Sie sind eine sehr schöne Familie. Niemand kann leugnen, dass sie so schön sind, als fließe durch ihre Adern wahrhaft blaues Blut. Und es sind so viele! An unserem Tisch – als wären sie von königlichem Geblüt und hätten das Recht, bei uns, den Töchtern einer Gräfin, zu sitzen – hocken sechs Nachkömmlinge der Familie Rivers und die beiden Söhne aus der ersten Ehe der neuen Königin. Mürrisch betrachtet Isabel die vier anmutigen Schwestern der künftigen Königin – die jüngste, Katherine Woodville, ist erst sieben, die älteste, Martha, fünfzehn Jahre alt. Diese vier Mädchen brauchen alle einen Gemahl, eine Mitgift und ein Vermögen, und in England ist es schwierig, in diesen Tagen an einen Gemahl, eine Mitgift, ein Vermögen zu kommen, nach dem Krieg zwischen den rivalisierenden Häusern Lancaster und York, der zehn Jahre angedauert und vielen Männern das Leben gekostet hat. Man wird diese Mädchen mit uns vergleichen, sie sind unsere Rivalinnen. Es scheint, als würde der Hof überflutet von neuen, klaren Profilen, Haut so strahlend wie frisch geprägte Münzen, lachenden Stimmen und erlesenen Manieren. Als wäre ein Stamm schöner junger Fremder einmarschiert, als wären Statuen zum Leben erwacht und tanzten unter uns, wie Vögel, die vom Himmel herabgeflogen sind, um zu singen, oder wie Fische, die aus dem Meer springen. Meine Mutter ist rot vor Verärgerung, sie hat ein zorn-gerötetes Gesicht wie eine Bäckersfrau. Neben ihr strahlt die Königin wie ein heiterer Engel, den Kopf unablässig ihrem jungen Gemahl zugeneigt, die Lippen leicht geöffnet, als atmete sie ihn ein wie einen kühlen Lufthauch.

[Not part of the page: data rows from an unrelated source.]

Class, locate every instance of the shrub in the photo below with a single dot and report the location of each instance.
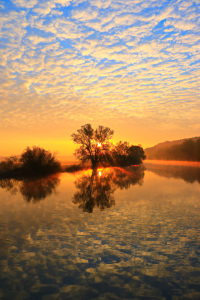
(39, 161)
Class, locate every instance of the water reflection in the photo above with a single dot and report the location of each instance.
(32, 190)
(188, 174)
(96, 188)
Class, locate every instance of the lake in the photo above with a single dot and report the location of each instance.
(110, 234)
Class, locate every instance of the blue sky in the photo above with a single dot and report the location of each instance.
(124, 64)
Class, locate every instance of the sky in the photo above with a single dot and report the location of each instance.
(131, 65)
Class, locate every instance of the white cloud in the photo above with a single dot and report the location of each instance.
(25, 3)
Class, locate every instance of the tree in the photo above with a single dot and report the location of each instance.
(95, 146)
(124, 155)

Das vornehme Abendessen ist aufregend für mich, denn an einem Ende unseres Tisches sitzt der Bruder des Königs, George, und am anderen Ende sein jüngster Bruder Richard. Die Mutter der Königin, Jacquetta, schenkt unserem Tisch mit den jungen Leuten ein warmes Lächeln. Vermutlich hat es ihr gefallen, uns Kinder zusammenzusetzen und uns die Ehre zuteilwerden zu lassen, George am Kopfende unseres Tisches zu platzieren. Isabel zappelt wie ein geschorenes Schaf, weil sie zwei Herzöge von königlichem Geblüt auf einmal neben sich hat. Sie weiß nicht, wohin sie schauen soll, und sie ist begierig, sie zu beeindrucken. Doch viel schlimmer ist, dass die beiden ältesten Rivers-Mädchen, Martha und Eleanor Woodville, Isabel mühelos überstrahlen. Sie besitzen das erlesene Aussehen dieser schönen Familie, und sie sind selbstbewusst und lächeln. Isabel bemüht sich zu sehr, und ich bin wie immer ängstlich unter dem kritischen Blick meiner Mutter. Doch die Rivers-Mädchen benehmen sich, als feierten sie ein fröhliches Ereignis; sie wollen sich vergnügen und erwarten keine Schelte. Sie sind selbstbewusste, vergnügungssüchtige Mädchen. Natürlich ziehen die jungen Herzöge sie uns vor. George kennt uns sein ganzes Leben lang, für ihn sind wir keine fremden Schönheiten. Richard ist noch in der Obhut meines Vaters als sein Mündel; wenn wir in England sind, wohnt er mit einem halben Dutzend anderer Jungen bei uns. Richard sieht uns drei Mal am Tag. Natürlich hat er nur Augen für Martha Woodville, die hübsch herausgeputzt ist, frisch am Hof und eine Schönheit wie ihre Schwester, die neue Königin. Doch ich bin verstimmt, dass er mich ignoriert.
George ist blond und groß und sieht mit seinen fünfzehn Jahren so gut aus wie sein älterer Bruder, der König.